# What are your favorite free photo editing programs?



## johnhotkins (Jun 20, 2016)

I recently came across this article  about some of the top free photo editors out there. I agree with maybe 4 out of these 5 (I'm not a huge fan of Photoscape). What's your favorite one to use? I'm a pretty big fan of GIMP myself.


----------



## john.margetts (Jun 21, 2016)

I use Gimp nearly all the time. I use UFRaw for RAW conversions which offers four demosaicing algorithms and is 16 bit. It takes the photo straight into Gimp when it has finished.

Never been bothered about Gimp being only 8 bit as the main adjustments have been done in UFRaw and only very slight adjustments are required in Gimp.


----------



## jcdeboever (Jun 21, 2016)

GIMP for me.


----------



## Didereaux (Jun 21, 2016)

If you shoot Canons then there DPP editor is as good as LR for processing  RAWs.  Unlike Nikon the Canon software is free.   It will also do the other formats TIF jpg etc.  But it shines with RAW.


----------



## john.margetts (Jun 21, 2016)

Didereaux said:


> If you shoot Canons then there DPP editor is as good as LR for processing  RAWs.  Unlike Nikon the Canon software is free.   It will also do the other formats TIF jpg etc.  But it shines with RAW.
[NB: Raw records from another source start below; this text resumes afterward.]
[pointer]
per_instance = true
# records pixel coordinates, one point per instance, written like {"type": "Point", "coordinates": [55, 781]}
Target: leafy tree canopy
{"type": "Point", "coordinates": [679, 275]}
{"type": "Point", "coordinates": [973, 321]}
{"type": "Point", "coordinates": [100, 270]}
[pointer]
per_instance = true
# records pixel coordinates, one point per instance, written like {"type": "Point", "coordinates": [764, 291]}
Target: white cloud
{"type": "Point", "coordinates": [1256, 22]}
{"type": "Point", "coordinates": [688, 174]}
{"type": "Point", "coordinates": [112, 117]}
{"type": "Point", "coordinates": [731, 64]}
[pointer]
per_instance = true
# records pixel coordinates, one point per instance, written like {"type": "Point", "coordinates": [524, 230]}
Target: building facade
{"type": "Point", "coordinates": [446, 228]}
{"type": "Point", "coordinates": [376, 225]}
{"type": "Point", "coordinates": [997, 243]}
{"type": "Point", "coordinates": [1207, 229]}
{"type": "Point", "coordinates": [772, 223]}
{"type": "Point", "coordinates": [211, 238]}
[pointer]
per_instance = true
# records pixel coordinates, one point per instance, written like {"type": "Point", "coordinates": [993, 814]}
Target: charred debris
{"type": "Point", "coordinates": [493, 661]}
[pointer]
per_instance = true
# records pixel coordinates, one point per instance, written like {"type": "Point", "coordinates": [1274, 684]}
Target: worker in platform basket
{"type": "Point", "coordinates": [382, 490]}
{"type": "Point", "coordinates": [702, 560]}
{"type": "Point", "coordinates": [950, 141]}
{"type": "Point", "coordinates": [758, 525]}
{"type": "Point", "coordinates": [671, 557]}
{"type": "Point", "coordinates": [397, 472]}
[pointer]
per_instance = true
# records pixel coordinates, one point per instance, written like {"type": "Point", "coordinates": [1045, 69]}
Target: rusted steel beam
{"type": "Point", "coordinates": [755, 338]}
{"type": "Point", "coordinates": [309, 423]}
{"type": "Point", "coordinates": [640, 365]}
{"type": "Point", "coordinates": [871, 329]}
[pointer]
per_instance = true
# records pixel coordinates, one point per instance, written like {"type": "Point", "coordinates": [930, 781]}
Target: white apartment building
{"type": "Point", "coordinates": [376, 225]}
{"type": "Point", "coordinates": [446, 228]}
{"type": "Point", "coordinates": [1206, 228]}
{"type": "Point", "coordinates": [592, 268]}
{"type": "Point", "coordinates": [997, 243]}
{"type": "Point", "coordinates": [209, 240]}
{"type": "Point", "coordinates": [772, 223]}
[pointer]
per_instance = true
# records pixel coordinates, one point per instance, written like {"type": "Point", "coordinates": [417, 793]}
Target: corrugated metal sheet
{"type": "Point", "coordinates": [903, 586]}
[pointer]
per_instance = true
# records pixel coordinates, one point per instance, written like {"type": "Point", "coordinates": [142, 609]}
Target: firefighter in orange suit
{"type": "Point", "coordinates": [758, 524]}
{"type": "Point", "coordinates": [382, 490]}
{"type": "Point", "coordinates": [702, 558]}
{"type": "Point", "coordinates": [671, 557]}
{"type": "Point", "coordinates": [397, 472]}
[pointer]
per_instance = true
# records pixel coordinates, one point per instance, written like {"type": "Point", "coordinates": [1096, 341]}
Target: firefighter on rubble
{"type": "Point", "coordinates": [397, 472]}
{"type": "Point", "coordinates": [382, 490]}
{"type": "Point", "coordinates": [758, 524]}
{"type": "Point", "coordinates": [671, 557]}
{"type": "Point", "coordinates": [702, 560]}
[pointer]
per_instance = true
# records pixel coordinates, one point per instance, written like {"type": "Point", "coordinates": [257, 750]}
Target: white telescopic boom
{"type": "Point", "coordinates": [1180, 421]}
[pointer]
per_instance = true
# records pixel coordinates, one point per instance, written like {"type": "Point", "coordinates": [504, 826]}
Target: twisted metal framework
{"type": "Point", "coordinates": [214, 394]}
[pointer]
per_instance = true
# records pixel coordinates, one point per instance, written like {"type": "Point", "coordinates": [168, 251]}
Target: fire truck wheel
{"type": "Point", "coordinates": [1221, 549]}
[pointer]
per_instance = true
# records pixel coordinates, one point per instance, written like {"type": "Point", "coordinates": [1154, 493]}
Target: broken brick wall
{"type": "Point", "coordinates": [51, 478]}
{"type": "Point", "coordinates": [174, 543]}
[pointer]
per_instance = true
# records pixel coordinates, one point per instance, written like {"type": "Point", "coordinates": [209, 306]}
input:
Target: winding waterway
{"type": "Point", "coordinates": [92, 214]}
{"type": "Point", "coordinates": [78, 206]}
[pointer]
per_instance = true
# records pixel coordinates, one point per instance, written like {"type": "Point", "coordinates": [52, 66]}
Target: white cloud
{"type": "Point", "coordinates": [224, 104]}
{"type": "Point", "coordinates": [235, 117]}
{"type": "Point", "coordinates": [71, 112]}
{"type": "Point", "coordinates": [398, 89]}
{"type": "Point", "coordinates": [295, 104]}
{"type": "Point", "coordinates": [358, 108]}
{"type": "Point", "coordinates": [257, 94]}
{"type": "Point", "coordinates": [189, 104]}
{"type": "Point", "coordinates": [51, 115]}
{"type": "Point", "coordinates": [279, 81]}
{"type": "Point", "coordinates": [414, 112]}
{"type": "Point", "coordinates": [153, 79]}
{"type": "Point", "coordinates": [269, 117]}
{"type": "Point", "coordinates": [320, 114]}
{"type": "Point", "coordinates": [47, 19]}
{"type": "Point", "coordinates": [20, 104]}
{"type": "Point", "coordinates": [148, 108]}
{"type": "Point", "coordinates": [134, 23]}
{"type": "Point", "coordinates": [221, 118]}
Unfortunately, it doesn't work with Linux.


----------



## KmH (Jun 21, 2016)

It's hard to ignore the Adobe Photography subscription @ only $9.95 a month.
The $9.95 a month gets us 2 _professional grade_ applications - _Lightroom CC 2015_, an image database manager and parametric Raw converter - and _Photoshop CC 2015_, the industry leading raster/bitmap image editing application that also has some vector graphics capabilities.
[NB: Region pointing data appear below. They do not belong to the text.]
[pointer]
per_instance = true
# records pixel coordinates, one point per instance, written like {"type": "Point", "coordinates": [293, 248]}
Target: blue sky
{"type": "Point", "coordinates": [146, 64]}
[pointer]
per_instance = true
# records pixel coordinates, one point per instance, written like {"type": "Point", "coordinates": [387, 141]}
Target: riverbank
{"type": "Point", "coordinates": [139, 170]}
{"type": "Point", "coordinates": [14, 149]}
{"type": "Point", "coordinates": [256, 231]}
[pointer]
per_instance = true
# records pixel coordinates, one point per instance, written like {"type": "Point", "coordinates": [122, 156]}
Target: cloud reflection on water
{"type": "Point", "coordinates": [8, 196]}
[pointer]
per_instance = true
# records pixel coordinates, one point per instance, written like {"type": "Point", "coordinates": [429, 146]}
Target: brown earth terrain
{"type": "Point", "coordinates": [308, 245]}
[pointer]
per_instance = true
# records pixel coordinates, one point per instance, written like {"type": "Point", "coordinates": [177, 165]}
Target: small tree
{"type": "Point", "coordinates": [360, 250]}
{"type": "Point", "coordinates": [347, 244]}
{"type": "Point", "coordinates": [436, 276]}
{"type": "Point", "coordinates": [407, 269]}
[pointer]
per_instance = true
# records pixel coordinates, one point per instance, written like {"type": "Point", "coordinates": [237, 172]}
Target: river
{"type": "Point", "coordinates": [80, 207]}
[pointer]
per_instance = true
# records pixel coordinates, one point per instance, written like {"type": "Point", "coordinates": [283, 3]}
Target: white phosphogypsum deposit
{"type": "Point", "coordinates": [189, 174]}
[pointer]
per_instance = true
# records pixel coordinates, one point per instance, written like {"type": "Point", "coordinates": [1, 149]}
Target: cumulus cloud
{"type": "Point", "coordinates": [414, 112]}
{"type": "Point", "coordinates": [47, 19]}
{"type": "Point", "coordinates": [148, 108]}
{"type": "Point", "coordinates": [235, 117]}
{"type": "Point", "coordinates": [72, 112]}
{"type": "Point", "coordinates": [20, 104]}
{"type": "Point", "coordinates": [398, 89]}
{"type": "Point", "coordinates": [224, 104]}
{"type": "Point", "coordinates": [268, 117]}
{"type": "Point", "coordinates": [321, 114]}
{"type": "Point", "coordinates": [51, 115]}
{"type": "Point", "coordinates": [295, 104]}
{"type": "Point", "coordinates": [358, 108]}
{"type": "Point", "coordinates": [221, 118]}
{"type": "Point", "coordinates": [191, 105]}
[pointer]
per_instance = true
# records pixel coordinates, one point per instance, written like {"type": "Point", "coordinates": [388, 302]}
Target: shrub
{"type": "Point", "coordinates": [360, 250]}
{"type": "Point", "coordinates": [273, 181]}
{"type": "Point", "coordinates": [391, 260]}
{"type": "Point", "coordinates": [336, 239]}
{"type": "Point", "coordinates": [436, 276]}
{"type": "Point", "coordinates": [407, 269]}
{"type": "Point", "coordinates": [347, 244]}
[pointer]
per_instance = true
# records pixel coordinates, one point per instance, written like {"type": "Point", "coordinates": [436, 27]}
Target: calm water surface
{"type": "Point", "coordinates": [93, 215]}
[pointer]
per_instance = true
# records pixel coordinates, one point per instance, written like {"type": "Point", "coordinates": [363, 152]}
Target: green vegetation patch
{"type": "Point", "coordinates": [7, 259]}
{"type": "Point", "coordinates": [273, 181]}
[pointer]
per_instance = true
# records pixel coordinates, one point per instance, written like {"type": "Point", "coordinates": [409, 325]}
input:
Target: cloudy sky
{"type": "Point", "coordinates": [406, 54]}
Nikon includes a *free* Raw converter/editing application- View NX2 - _with every DSLR Nikon sells_.


----------



## john.margetts (Jun 21, 2016)

The Adobe suit is very expensive, though. Had I took that out when I first got interested in digital photography it would have cost me £1,200 by now.  UFRaw and Gimp have still cost me nothing.


----------



## ronlane (Jun 21, 2016)

john.margetts said:


> The Adobe suit is very expensive, though. Had I took that out when I first got interested in digital photography it would have cost me £1,200 by now.  UFRaw and Gimp have still cost me nothing.



As Keith posted just above you, it's $9.00 a month and you get Photoshop and Lightroom. I understand that the OP said free but for the power these two have $120 a year is practically free.
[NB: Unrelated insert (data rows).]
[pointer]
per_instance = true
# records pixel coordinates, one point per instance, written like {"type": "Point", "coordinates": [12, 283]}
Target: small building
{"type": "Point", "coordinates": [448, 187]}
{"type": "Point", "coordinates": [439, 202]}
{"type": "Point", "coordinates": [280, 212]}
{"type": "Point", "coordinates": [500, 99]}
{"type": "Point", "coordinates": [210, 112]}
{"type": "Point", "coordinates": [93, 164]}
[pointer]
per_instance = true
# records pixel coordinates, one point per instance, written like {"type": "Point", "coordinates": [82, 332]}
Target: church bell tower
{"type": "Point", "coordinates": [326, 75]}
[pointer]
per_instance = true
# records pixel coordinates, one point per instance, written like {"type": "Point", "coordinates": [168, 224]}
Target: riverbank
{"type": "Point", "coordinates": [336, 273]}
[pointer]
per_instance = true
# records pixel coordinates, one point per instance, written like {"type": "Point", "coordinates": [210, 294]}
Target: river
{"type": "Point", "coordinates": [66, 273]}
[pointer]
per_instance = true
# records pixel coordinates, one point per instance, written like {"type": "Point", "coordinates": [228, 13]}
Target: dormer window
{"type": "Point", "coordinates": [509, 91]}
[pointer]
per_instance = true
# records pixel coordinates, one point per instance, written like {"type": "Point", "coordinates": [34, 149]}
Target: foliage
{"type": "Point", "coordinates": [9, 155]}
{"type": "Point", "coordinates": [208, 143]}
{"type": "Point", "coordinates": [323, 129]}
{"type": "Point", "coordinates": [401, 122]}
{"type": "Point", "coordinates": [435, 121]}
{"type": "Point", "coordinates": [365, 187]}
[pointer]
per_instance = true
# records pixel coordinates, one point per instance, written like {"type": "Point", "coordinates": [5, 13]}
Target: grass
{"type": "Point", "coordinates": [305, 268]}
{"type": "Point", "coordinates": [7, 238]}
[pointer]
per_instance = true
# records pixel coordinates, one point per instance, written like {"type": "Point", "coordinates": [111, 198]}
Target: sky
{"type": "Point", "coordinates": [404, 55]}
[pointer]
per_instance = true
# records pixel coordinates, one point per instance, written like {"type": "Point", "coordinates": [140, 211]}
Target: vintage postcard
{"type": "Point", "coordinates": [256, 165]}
(I was going to say that LR was my favorite free software. Because I pay for Photoshop CC and and get LR for free, lol)


----------



## john.margetts (Jun 21, 2016)

ronlane said:


> As Keith posted just above you, it's $9.00 a month and you get Photoshop and Lightroom. I understand that the OP said free but for the power these two have $120 a year is practically free.
> 
> (I was going to say that LR was my favorite free software. Because I pay for Photoshop CC and and get LR for free, lol)


That is nowhere near free unless you are extremely rich. And you pay that year after year after year . . .


----------



## ronlane (Jun 21, 2016)

Considering what PS used to cost (what $600+ USD) and you get all the updates during that time. That is six years for one copy of PS with all the updates (that you wouldn't have gotten the old way) plus you get LR as well and it was something like $149 per version.

Heck of a deal to me.


----------



## Didereaux (Jun 21, 2016)

KmH said:


> It's hard to ignore the Adobe Photography subscription @ only $9.95 a month.
> The $9.95 a month gets us 2 _professional grade_ applications - _Lightroom CC 2015_, an image database manager and parametric Raw converter - and _Photoshop CC 2015_, the industry leading raster/bitmap image editing application that also has some vector graphics capabilities.
> 
> Nikon includes a *free* Raw converter/editing application- View NX2 - _with every DSLR Nikon sells_.




try using that expensive crap out in the boondocks!!!!    I do quite a bit of wildlife and nature shooting, and always have a my laptop along.  In the evening, or during breaks etc I like to have closer looks at the shots, as well as backing them up.   Damn few places in the world have wifi in their national parks, and wildlife refuges.   Adobe's monthly thing is for companies, yuppies and a few professionals.    Also what big fans of it ignore and don't speak of is the fact that Adobe can shut that service down anytime they want to.   Yeah, that's a bargain alright, you get the use plus the entertainment value of guessing when you won't be able to access it anymore.  People who think $10/mo is nothing are people destined to eventually wind up in the poorhouse.....or they inherited a bunch.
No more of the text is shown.